Bourgi also advised President Nicolas Sarkozy but denied  passing cash to him — a denial questioned by others, including  supporters of Villepin, whose potential challenge to Sarkozy at April’s election would follow years of bitter in-fighting in the  Gaullist movement that long dominated the French centre-right.

Sarkozy’s aides denied he had any link to the allegations, though his far-right opponent, Marine Le Pen, was quick to forecast that the affair would hurt the president’s campaign.

Bourgi later told French TV station BFM-TV that Le Pen’s father Jean-Marie had received financing for his 1988 presidential campaign from former Gabon President Omar Bongo.

“It’s ridiculous and unbelievable,” Jean-Marie Le Pen told RTL radio, adding he had never met Bourgi and would also sue.

French parties suffered several scandals since the 1990s for breaching strict legal rules on campaign funding.

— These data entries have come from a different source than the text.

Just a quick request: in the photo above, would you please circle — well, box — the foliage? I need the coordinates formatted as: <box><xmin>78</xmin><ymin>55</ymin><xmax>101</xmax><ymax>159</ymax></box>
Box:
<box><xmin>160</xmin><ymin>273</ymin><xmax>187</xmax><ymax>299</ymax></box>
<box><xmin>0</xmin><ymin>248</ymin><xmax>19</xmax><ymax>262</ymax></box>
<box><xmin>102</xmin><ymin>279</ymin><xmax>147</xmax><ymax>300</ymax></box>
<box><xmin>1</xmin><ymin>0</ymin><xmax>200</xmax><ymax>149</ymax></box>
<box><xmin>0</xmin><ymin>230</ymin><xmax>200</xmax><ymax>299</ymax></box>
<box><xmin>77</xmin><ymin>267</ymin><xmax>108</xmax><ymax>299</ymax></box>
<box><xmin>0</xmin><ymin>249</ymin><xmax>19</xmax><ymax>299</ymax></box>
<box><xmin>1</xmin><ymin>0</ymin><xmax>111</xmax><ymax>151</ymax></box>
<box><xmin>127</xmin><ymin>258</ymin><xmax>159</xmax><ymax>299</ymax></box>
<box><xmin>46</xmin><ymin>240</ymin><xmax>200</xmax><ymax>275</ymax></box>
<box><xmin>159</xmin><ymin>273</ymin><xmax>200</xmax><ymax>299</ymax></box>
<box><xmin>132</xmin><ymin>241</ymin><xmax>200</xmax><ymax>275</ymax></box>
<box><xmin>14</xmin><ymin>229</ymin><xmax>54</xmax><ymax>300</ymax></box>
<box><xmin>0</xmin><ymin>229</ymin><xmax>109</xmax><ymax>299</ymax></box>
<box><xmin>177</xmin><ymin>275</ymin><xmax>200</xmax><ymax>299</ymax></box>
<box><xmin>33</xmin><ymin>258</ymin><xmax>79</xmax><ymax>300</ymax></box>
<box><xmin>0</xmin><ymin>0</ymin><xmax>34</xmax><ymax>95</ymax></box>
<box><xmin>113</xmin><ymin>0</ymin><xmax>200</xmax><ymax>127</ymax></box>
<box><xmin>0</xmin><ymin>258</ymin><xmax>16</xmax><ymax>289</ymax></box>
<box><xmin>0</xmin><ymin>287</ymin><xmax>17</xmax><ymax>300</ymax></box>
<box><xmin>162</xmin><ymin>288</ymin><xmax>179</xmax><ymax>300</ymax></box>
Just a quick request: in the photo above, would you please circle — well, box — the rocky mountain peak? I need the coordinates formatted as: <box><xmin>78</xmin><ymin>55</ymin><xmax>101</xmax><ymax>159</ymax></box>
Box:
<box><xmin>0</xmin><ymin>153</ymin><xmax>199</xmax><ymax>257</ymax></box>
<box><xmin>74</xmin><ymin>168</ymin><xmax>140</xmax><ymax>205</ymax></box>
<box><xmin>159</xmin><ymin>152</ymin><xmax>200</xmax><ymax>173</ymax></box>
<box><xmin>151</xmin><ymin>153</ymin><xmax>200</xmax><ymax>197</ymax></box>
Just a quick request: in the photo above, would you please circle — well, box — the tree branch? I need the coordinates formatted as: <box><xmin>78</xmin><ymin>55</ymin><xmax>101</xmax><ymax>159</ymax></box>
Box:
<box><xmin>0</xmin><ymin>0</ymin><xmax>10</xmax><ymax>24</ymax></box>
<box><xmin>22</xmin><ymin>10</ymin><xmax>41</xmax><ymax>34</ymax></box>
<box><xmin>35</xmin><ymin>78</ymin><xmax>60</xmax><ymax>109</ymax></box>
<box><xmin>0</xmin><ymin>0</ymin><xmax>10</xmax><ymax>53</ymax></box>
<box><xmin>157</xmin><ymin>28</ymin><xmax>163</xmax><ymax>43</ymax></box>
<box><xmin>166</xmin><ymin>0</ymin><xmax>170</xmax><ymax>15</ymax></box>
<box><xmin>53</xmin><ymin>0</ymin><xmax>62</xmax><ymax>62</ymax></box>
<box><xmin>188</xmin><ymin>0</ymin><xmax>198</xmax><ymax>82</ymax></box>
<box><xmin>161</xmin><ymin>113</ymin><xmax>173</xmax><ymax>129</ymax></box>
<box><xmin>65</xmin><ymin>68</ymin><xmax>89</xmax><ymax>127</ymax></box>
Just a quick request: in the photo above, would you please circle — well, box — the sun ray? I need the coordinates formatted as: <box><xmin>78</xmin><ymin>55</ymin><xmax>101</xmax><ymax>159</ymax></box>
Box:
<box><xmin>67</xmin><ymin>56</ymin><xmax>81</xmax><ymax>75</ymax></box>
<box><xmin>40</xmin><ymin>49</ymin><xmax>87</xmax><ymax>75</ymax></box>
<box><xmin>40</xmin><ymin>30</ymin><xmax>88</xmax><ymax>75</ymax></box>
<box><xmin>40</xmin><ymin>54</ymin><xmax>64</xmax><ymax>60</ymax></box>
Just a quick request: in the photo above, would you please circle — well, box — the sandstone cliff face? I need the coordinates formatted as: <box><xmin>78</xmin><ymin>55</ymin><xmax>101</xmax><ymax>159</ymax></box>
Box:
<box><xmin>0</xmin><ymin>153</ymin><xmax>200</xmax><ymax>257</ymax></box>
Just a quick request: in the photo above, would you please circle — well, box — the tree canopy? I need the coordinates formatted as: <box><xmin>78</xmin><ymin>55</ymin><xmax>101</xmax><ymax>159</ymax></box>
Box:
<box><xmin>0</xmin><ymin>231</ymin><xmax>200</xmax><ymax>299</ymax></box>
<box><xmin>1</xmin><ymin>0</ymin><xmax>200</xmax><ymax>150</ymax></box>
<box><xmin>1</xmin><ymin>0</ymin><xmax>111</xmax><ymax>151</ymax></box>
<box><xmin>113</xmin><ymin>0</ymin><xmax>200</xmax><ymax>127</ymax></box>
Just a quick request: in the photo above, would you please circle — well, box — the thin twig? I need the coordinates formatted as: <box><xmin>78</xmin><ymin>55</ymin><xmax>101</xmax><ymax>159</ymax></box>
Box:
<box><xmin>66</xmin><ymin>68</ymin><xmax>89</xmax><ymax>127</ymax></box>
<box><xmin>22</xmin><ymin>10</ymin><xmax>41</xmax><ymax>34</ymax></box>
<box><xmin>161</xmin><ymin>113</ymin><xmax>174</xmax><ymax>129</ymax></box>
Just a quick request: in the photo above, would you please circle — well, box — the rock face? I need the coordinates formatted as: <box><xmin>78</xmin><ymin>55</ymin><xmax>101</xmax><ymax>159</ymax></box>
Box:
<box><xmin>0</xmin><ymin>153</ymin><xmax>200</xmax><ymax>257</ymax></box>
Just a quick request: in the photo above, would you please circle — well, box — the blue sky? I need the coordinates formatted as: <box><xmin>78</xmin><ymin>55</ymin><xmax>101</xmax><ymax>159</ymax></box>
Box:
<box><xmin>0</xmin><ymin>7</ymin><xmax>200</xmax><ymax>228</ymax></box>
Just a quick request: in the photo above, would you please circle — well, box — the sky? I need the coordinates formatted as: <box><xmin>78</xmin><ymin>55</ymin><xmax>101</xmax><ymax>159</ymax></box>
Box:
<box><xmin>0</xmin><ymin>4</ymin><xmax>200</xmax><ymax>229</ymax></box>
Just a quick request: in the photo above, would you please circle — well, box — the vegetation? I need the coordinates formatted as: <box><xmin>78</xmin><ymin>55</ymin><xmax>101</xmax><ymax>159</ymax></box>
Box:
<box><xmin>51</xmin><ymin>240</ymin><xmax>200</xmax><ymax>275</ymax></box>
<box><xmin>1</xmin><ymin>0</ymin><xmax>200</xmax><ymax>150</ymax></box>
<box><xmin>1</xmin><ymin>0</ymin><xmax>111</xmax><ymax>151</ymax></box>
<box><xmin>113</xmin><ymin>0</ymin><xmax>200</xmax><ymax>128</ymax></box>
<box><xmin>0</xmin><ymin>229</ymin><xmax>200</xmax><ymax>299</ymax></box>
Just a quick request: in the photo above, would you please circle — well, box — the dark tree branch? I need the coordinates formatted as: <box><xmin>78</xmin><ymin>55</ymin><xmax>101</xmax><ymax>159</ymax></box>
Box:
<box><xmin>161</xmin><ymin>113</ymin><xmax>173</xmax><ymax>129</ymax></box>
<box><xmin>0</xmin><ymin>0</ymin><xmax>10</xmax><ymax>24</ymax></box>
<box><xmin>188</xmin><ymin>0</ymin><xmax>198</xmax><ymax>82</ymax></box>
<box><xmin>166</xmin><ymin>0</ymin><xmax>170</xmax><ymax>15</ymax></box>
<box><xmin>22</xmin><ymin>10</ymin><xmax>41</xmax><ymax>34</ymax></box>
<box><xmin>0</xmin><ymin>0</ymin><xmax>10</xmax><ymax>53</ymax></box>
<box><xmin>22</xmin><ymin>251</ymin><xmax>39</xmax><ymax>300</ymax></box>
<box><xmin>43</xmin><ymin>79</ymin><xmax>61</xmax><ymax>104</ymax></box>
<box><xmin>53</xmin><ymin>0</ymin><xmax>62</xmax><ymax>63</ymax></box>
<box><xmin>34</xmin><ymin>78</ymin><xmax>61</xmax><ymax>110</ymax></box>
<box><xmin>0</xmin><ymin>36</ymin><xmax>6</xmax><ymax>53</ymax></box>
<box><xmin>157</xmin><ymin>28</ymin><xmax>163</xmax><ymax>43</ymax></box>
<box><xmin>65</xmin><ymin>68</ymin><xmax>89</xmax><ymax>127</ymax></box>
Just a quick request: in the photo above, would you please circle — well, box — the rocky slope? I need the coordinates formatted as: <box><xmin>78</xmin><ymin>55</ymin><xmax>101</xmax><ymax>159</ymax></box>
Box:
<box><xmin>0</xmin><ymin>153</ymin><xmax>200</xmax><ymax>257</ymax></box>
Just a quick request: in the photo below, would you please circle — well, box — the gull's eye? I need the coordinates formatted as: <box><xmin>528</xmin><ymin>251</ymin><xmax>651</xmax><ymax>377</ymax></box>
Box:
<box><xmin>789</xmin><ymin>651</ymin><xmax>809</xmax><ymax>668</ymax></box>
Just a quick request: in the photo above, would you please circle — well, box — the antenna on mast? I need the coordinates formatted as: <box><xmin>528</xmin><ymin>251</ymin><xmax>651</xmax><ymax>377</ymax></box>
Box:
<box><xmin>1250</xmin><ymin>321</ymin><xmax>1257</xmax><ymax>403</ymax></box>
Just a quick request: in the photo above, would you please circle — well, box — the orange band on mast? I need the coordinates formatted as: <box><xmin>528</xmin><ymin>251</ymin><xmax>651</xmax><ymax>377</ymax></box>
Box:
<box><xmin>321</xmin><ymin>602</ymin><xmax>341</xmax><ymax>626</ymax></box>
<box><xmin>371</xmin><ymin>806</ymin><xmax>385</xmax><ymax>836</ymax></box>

Bourgi, said the practice of tapping African allies — part of a patronage network commonly known as “Francafrique” — went back to the 1960s, and he believed few politicians were unaware of it.

Chirac, whose party long enjoyed particularly warm ties with the autocratic rulers of former colonies, is on trial at present on charges of misusing public funds when he was mayor of Paris. His lawyers say the 78-year-old is not mentally fit to testify.

“I estimate the amount I delivered to Chirac and Dominique de Villepin between 1995 and 2005 at $20 million,” Bourgi told Europe 1 radio yesterday, following up on an interview with Sunday’s Journal du Dimanche newspaper in which he described himself as a “bag carrier” for the two politicians.

“I saw Chirac and Villepin count the money,” Bourgi said of alleged visits to their offices carrying bundles of banknotes.

The 66-year-old lawyer said he delivered money concealed in suitcases or disguised in a variety of containers — from African drums to advertising posters. The cash was donated, he  said, by the leaders of Senegal, Burkina Faso, Ivory Coast, Congo and Gabon, two of whom — Abdoulaye Wade of Senegal and Blaise Compaore of Burkina Faso — are still in office.